Carter this year became the oldest living former president in U.S. history, surpassing George H.W. Bush for the record, and October 1 becomes the first former occupant of the White House to reach 95.
He reaches the milestone while continuing to engage with new and younger audiences born years after his presidency, and to work on the sorts of projects that have characterized his post-presidency life.
He is still involved in the Carter Center, which he leads with Rosalynn, his wife of 73 years, and which “wages peace, fights disease, and builds hope” around the world through programs including election monitoring, the elimination of river blindness, and the eradication of Guinea worm disease, among others, he told VOA.
“We still have in the neighborhood of 25 cases of Guinea worm, but we started out with three and a half million,” Carter said, with most of those cases in Africa.

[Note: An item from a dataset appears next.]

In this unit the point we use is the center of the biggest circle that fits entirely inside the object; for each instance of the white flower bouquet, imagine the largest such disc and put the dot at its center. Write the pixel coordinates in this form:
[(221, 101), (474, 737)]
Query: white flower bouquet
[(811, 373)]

During an August 2015 press conference here, when Carter told the world he was battling cancer that had spread to his brain, he said his one key hope was to witness the eradication of Guinea worm disease in his lifetime.
There have been setbacks in the Guinea worm fight, including new cases of transmission between dogs, which can pass the worm to humans through water sources, that could ultimately jeopardize his hopes.
“We think we’ve prevented maybe 80 million people from having Guinea worm who may have had it otherwise,” Carter said, “So we’ve made very good progress but we still have a little ways to go.”
While staff and volunteers around the world continue to work on the various peace and health initiatives that President and Mrs. Carter have championed since establishing the center in 1986, the former peanut farmer continues to participate in the annual weeklong Jimmy and Rosalynn Carter Work Project with Habitat for Humanity, a global nonprofit housing organization, building homes for those who need them most. This year’s event is in Nashville, Tennessee, occurring soon after Carter’s birthday.
While there are no further signs of cancer and Carter says he is in relatively good health, he concedes age may finally be catching up with him.
“I still feel just about as active as I ever was, but my overseas movements are restrained because of age and health. I used to travel to Africa three or four times a year, and always to China and so forth, so I’ve cut back on my foreign travel,” he said.
Nevertheless, Carter remains an admired figure.
“President Carter is a kind of secular saint in America today,” Joe Crespino, the Jimmy Carter professor of history and chair of the history department at Emory University, said. He said Carter has set a high standard for what is expected of U.S. presidents once they leave office.
“His longevity, his commitment to doing as much good as he can do on the time he had left on earth is really a remarkable model, not just for his fellow Americans but for people around the globe,” he said.